We can see the attributes of the clustering results includes size, total standard deviations, withinss etc, but we are interested in the cluster and centers only. We can view these centers below: And these are the centers of each attribute.
results$centers
## fixed.acidity volatile.acidity citric.acid residual.sugar chlorides
## 1 0.9884753 -0.68136597 1.0168389 0.03009531 0.269597010
## 2 -0.0958790 0.03722766 0.0971056 0.40100180 -0.004974135
## 3 -0.6495260 0.46255701 -0.7687501 -0.22734608 -0.188033956
## free.sulfur.dioxide total.sulfur.dioxide density pH sulphates
## 1 -0.4611634 -0.4737959 0.4324145 -0.7347242 0.5598374
## 2 1.0766153 1.3342828 0.2786982 -0.1843720 -0.1957198
## 3 -0.2272437 -0.3507257 -0.4489129 0.6141559 -0.2951957
## alcohol
## 1 0.28587974
## 2 -0.52148613
## 3 0.06588483
Now, we can compare these centers with the original quality ranking, this is done by comparing the quality column in the initial data to the clustered data.
table(wine.q$type,results$cluster)
##
## 1 2 3
## A 123 12 57
## B 141 243 307
## C 245 115 356
From the above k-means clustering, it is can not be conclude whether the predetermining number of cluster is efficient thus further supporting methods are needed.

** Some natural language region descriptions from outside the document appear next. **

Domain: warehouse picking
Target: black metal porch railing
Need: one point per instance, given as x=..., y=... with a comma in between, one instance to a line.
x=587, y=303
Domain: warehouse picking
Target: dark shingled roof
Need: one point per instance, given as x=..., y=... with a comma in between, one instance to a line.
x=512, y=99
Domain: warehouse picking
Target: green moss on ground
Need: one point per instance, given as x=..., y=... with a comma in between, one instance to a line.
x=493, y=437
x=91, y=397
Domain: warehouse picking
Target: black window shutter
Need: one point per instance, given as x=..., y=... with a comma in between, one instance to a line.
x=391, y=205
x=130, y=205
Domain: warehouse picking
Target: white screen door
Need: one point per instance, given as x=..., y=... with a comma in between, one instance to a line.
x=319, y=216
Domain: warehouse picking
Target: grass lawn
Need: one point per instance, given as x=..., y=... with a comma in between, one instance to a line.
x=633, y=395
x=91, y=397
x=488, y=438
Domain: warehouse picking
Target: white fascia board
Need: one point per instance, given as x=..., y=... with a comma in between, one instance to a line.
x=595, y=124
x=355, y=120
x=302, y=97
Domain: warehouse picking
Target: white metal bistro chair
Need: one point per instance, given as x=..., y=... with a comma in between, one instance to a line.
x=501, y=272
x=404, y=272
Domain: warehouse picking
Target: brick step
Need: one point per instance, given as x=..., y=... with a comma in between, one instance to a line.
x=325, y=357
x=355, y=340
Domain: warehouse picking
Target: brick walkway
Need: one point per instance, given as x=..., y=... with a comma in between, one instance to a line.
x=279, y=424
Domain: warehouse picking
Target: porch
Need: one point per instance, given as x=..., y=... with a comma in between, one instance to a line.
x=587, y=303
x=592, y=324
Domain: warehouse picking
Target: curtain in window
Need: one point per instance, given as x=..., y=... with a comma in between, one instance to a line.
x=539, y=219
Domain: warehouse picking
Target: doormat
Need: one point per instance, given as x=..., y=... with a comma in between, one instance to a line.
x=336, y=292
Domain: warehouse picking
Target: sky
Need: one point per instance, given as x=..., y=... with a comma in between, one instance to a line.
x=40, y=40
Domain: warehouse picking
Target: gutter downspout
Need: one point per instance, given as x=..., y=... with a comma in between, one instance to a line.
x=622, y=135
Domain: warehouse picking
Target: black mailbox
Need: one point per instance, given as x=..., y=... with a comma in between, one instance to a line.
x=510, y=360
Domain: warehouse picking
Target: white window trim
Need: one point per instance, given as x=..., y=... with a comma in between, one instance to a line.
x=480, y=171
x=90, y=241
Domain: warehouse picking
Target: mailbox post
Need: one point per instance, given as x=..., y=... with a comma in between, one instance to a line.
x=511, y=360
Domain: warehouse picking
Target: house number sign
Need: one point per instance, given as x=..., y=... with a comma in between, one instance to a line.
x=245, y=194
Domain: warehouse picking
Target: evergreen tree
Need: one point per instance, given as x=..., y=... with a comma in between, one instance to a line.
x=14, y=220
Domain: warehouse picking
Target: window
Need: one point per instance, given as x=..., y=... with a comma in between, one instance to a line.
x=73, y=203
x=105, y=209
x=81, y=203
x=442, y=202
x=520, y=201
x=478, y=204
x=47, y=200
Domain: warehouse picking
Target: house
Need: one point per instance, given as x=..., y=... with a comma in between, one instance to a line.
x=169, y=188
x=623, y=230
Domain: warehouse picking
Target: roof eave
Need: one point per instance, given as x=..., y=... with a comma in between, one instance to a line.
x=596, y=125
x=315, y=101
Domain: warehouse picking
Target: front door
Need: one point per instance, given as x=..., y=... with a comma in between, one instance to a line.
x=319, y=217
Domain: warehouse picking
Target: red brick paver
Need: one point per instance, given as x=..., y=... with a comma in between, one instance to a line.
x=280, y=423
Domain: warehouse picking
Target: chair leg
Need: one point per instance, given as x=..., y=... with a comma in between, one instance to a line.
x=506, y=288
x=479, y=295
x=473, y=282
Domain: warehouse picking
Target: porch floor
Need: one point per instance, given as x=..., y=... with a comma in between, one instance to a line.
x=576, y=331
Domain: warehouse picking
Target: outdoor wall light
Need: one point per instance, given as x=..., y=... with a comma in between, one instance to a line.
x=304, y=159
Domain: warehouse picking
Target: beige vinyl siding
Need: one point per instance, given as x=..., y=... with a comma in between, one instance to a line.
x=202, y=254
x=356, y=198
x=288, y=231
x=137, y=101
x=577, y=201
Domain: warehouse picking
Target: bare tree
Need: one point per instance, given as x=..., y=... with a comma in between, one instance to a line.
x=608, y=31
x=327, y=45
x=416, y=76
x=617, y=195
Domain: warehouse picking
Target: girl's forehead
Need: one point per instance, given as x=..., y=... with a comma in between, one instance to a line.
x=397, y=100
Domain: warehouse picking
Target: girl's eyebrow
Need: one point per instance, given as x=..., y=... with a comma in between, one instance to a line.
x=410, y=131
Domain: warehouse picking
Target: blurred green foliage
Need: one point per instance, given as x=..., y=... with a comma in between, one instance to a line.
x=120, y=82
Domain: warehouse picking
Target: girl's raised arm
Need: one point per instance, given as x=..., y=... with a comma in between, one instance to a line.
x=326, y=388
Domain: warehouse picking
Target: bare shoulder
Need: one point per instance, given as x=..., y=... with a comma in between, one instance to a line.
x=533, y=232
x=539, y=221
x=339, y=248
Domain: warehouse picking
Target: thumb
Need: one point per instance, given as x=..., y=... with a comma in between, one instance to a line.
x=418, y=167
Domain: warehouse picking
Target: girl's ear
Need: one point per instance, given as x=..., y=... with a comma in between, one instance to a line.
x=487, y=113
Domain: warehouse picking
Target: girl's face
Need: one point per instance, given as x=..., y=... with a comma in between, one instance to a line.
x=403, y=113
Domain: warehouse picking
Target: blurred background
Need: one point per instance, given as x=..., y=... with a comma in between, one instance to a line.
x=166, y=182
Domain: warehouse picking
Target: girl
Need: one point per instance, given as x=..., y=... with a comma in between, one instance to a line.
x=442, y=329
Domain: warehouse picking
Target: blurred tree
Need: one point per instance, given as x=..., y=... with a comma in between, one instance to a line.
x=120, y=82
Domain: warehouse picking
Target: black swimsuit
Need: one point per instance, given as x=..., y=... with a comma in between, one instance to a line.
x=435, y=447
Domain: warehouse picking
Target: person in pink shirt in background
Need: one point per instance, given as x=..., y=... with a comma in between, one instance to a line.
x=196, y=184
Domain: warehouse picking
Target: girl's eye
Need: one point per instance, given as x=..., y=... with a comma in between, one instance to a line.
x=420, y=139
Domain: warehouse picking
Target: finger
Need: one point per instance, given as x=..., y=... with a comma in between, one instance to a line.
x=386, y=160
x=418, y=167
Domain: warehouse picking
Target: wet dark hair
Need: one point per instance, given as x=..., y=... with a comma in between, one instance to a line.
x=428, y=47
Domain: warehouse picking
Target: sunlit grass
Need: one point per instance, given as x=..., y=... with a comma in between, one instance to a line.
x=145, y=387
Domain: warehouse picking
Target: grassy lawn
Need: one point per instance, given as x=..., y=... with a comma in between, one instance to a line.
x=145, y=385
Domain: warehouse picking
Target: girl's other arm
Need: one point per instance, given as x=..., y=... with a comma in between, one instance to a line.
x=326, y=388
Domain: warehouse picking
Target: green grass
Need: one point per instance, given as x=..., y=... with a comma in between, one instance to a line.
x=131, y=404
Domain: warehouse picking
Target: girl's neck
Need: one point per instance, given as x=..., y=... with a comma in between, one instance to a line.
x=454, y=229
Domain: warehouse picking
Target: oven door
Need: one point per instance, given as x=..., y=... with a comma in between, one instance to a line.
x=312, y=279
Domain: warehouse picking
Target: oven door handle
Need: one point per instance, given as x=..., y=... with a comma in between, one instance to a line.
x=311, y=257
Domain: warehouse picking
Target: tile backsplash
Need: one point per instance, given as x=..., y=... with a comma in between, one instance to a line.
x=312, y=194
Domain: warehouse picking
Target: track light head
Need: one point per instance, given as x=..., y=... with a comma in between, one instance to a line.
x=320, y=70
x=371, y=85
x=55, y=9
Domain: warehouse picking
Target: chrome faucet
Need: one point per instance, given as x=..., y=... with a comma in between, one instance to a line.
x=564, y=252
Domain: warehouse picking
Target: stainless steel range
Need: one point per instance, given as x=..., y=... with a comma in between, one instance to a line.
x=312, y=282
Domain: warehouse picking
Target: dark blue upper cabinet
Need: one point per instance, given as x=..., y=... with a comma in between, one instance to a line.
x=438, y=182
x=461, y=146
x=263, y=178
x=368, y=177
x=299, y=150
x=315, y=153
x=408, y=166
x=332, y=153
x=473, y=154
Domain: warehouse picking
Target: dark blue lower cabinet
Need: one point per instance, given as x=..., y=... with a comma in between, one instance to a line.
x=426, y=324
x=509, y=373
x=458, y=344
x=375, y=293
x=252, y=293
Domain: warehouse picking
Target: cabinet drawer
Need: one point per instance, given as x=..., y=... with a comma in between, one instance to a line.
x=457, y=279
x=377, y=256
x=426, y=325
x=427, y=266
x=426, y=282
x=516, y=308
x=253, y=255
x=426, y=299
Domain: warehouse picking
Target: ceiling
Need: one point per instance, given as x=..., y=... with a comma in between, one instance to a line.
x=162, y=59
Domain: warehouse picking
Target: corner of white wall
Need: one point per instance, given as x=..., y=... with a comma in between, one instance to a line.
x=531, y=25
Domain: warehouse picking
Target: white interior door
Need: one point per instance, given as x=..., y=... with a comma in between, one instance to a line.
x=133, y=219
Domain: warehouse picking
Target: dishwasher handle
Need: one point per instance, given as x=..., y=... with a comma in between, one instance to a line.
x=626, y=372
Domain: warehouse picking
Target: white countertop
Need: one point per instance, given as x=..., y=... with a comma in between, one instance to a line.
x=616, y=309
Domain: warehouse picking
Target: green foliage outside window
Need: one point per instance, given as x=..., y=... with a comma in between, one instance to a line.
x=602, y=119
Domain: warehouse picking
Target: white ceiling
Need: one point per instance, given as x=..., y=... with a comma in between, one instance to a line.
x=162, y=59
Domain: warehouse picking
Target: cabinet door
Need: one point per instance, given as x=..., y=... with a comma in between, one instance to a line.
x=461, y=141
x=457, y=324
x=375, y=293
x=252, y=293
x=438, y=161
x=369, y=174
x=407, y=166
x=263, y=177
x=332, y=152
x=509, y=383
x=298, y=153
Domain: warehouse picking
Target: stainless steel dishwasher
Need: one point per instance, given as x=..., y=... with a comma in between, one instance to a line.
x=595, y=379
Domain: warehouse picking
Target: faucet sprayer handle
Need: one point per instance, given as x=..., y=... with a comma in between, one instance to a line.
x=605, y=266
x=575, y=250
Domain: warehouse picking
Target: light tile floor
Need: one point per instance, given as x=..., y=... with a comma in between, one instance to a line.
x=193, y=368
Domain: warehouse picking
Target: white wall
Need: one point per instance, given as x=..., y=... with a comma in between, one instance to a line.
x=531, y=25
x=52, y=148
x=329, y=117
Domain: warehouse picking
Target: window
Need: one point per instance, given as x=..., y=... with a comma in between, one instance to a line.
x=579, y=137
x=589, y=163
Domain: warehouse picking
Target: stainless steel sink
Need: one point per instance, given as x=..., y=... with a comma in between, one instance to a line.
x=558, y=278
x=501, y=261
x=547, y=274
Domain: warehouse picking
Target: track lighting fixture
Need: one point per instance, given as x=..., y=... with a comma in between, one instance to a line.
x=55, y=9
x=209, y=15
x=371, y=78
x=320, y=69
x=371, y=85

We can use the packages installed earlier to come up with better suited clusters for the dataset.
fviz_nbclust(wine.stand, kmeans,method = "wss")
fviz_nbclust(wine.stand, kmeans,method = "silhouette")
fviz_nbclust(wine.stand, kmeans,method = "gap_stat")
## Warning: did not converge in 10 iterations
From the first method “wss”,with total sum of squares, we can find the optimum number of clusters using the elbow or knee rule to determine after which number of clusters at which the sum of squares does not decrease much.From the line graph, it is evident that the optimal number of clusters would be between 4 or 5 clusters.
On the other hand, according the second method, “silhouette”, the optimum number of cluster would be 2.This is because the optimum cluster number would be that maximizes the average silhouette width.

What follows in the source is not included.